Founded as a secret organization of Philadelphia garment cutters in 1869, the Knights of Labor was an early federation of organized labor with more than 15,000 local assemblies by 1889 and a peak membership of more than 7 million in 1886. Between 1875 and 1890, the Knights organized more than 330 local assemblies in 170 communities in Indiana, including 36 in Indianapolis.

The first Indianapolis assembly, No. 141, was led by Calvin Light, a printer and the editor of the Workingman’s Map. Light and Lycurgus P. McCormack, who became Master Workman of Local Assembly 141 in 1880, were active in the Workingmen’s party and leaders of protests by the unemployed in Indianapolis in 1876 and 1877.

During the early 1880s, the Indianapolis Knights expanded to 18 local assemblies under the leadership of Samuel H. Leffingwell, also a printer and editor of the labor paper Our Organette. The local Knights were active supporters of a national strike of telegraphers in 1883-1884 and joined International Typographical Union Local No. 1 in strikes against the Indianapolis Journal in 1884 and the Journal and the Sentinel in 1887.

The following trades organized local assemblies in Indianapolis during this period: coopers, printers, telegraph operators, barbers, varnishers, plumbers, ironworkers, stonecutters, horseshoers and blacksmiths, bakers, machinery molders, hod carriers (laborers hired to carry bricks, mortar, and other building materials), machinists, furniture workers, salesmen and clerks, saw makers, wheelmakers, and bookbinders. In 1886, they helped organize the first Labor Day Celebration and parade in Indianapolis.

As the Knights grew in strength, they became increasingly involved in politics. Under the leadership of Thomas Gruelle, editor of the Labor Signal, they campaigned vigorously against Republican Benjamin Harrison in the 1888 presidential campaign and helped persuade the majority of voters in his home county Marion County, to vote Democratic. The Knights also elected 14 members to the state legislature in 1888 and were largely responsible for a substantial amount of reform legislation, including the enactment of an eight-hour day in 1889.

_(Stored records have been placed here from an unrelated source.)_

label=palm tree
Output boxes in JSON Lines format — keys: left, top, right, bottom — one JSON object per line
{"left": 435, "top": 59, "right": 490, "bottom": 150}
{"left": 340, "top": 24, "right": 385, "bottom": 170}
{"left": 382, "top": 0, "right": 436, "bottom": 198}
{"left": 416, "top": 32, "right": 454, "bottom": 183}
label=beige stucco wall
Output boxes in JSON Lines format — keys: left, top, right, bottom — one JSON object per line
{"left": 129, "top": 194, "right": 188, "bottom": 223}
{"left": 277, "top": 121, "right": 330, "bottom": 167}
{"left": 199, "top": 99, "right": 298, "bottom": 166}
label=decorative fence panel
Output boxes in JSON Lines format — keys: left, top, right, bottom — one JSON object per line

The Knights exhibited considerable strength in Indianapolis from 1886 to 1889 and cooperated with the local trade unions belonging to the newly formed American Federation of Labor. However, Indianapolis members also became disenchanted with the national leadership of the Knights, partly because the national leaders had supported Harrison in 1888 but even more because they reinstated J. P. Kelleher, a retail merchant who had been expelled for breaking an early closing agreement with the assembly to which his employees belonged. By 1890, all but six local assemblies had turned in their charters, and most of them became Federal Labor Unions or local unions of affiliates of the American Federation of Labor.